AIB, Bank of Ireland and Permanent TSB were told to provide basic accounts for the "unbanked" as part of their bailout by taxpayers.
But only 155 accounts have been opened in the past eight months during a pilot project in Tallaght, Tullamore and New Ross, the Irish Independent has learned.
Consumers Association chairman Michael Kilcoyne said the pilot scheme, which finishes this month, was a flop.
"People don't want anything to do with banks given what has gone on," he said.
Launched last July, the idea was to encourage the one in five people who do not have a bank account to open one.
Around 17pc of adults have no account, one of the highest levels in the EU.
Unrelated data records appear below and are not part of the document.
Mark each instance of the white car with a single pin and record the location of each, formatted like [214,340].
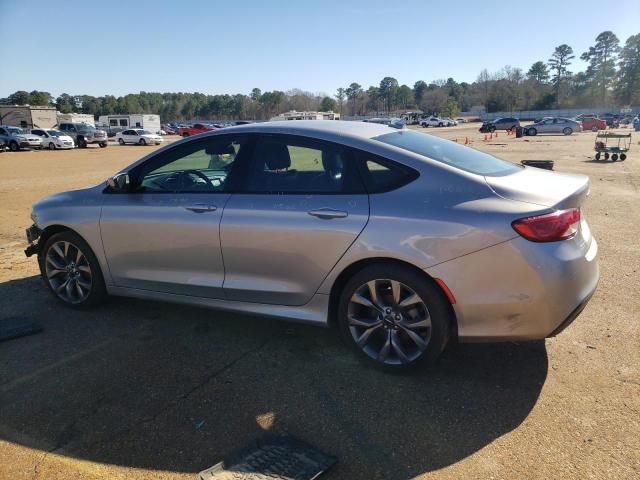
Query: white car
[138,136]
[53,139]
[433,122]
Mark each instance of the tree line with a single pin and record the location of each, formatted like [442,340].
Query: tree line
[612,78]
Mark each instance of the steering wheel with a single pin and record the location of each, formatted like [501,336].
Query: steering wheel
[188,173]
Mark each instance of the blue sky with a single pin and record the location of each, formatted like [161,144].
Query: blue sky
[228,46]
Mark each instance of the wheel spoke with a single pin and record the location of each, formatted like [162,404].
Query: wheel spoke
[395,289]
[373,293]
[412,299]
[364,338]
[364,322]
[397,346]
[417,339]
[357,298]
[424,323]
[384,351]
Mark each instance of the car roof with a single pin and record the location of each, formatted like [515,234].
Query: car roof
[314,127]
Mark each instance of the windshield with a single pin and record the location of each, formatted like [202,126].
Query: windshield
[448,152]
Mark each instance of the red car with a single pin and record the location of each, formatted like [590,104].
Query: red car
[593,123]
[195,129]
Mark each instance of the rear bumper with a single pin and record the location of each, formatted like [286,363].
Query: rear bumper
[520,290]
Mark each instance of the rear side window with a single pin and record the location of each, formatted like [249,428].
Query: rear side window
[380,175]
[448,152]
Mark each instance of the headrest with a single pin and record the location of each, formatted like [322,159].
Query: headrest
[275,155]
[331,161]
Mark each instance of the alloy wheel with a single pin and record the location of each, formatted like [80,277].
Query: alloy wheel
[389,321]
[68,272]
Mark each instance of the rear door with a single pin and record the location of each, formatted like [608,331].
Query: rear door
[300,208]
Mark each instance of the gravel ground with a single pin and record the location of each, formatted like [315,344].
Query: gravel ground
[138,389]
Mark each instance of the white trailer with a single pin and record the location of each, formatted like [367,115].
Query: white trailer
[113,124]
[76,118]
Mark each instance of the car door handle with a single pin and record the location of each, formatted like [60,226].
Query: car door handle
[201,208]
[328,213]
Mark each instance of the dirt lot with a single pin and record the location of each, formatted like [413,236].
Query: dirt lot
[137,389]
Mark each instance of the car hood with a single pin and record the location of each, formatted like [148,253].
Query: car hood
[542,187]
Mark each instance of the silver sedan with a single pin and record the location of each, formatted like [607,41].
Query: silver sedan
[557,125]
[399,239]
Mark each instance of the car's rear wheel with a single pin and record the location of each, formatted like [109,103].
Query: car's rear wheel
[71,270]
[394,317]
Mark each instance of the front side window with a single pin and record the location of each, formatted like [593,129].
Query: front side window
[195,167]
[293,165]
[448,152]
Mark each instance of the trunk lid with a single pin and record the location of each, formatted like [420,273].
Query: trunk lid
[542,187]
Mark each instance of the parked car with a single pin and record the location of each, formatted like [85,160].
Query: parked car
[53,139]
[507,123]
[17,139]
[324,222]
[562,125]
[138,136]
[433,122]
[613,121]
[592,123]
[84,134]
[195,129]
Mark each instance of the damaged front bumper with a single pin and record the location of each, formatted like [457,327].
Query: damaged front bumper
[33,234]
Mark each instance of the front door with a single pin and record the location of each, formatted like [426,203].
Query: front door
[301,208]
[164,234]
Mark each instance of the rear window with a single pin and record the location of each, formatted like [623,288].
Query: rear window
[448,152]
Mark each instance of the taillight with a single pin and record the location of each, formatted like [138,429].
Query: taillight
[559,225]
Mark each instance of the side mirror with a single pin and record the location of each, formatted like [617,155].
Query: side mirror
[119,182]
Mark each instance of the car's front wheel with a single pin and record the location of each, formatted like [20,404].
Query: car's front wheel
[71,270]
[394,316]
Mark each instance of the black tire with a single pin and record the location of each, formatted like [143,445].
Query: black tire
[437,306]
[97,291]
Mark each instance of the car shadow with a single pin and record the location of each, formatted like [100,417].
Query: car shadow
[166,387]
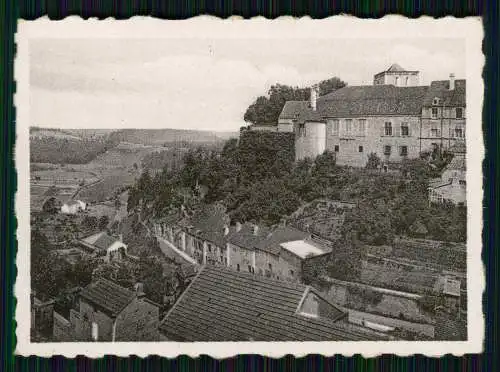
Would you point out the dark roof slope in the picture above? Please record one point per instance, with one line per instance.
(280, 235)
(209, 222)
(457, 163)
(225, 305)
(104, 241)
(372, 100)
(292, 109)
(440, 89)
(246, 238)
(108, 296)
(395, 68)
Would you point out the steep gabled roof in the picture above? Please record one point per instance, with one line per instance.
(110, 297)
(372, 100)
(208, 223)
(281, 234)
(457, 163)
(225, 305)
(395, 68)
(440, 89)
(245, 238)
(100, 240)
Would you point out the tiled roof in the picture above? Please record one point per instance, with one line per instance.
(225, 305)
(458, 147)
(450, 329)
(208, 223)
(457, 163)
(370, 100)
(373, 100)
(395, 68)
(292, 109)
(108, 296)
(278, 236)
(245, 238)
(440, 89)
(104, 241)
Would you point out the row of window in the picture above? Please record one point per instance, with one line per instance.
(460, 182)
(403, 150)
(459, 112)
(404, 129)
(458, 132)
(359, 127)
(389, 129)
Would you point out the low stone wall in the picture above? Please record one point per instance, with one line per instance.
(375, 300)
(62, 329)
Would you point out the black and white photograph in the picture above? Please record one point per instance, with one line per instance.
(250, 188)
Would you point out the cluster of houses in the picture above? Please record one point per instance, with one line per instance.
(248, 284)
(207, 236)
(395, 118)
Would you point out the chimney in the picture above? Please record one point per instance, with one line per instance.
(139, 290)
(452, 81)
(314, 96)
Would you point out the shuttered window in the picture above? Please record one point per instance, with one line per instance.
(388, 128)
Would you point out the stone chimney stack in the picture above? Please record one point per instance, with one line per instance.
(452, 81)
(139, 290)
(314, 96)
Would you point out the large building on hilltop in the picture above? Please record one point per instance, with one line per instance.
(394, 118)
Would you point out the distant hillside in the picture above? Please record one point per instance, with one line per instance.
(58, 146)
(163, 136)
(36, 132)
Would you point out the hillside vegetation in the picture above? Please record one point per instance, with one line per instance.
(258, 180)
(68, 149)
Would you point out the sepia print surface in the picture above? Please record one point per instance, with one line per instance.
(298, 184)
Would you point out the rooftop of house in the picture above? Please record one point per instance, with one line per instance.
(282, 234)
(225, 305)
(394, 68)
(458, 147)
(110, 297)
(304, 248)
(440, 89)
(373, 100)
(448, 286)
(100, 240)
(457, 163)
(247, 236)
(208, 223)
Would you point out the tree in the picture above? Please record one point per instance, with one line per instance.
(330, 85)
(266, 110)
(103, 222)
(51, 205)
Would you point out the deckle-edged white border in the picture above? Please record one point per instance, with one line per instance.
(338, 27)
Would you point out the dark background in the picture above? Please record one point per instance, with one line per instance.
(11, 10)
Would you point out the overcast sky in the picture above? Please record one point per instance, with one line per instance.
(205, 84)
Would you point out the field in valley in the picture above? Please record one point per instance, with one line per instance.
(93, 182)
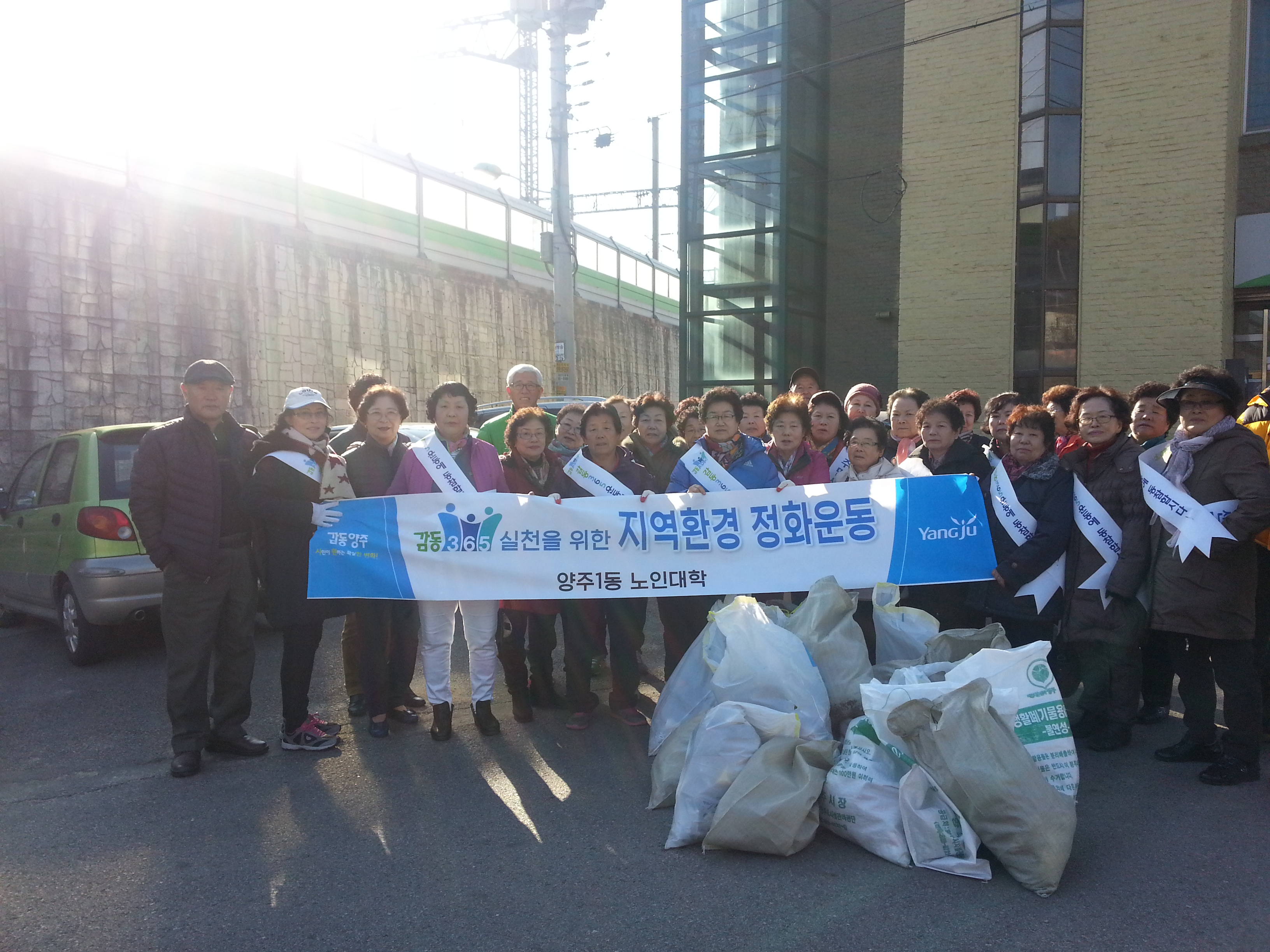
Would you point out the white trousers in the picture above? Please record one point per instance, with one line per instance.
(437, 635)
The three banks were ordered to put in place no-fees current accounts for those with low incomes as part of the bank bailout in 2008.
Irish Banking Federation spokesman Felix O'Regan said the fault for the poor take-up of the scheme did not lie with the banks.
"The banks have done all that was asked of them in the pilot project, but just 155 accounts were opened," he said.
Currently half of all social welfare payments are collected from post offices.
A spokeswoman for the Department of Social Protection said it was moving to make all payments electronic.
"In relation to paying social welfare entitlements in cash, the current contract with An Post expires at the end of 2013," she said.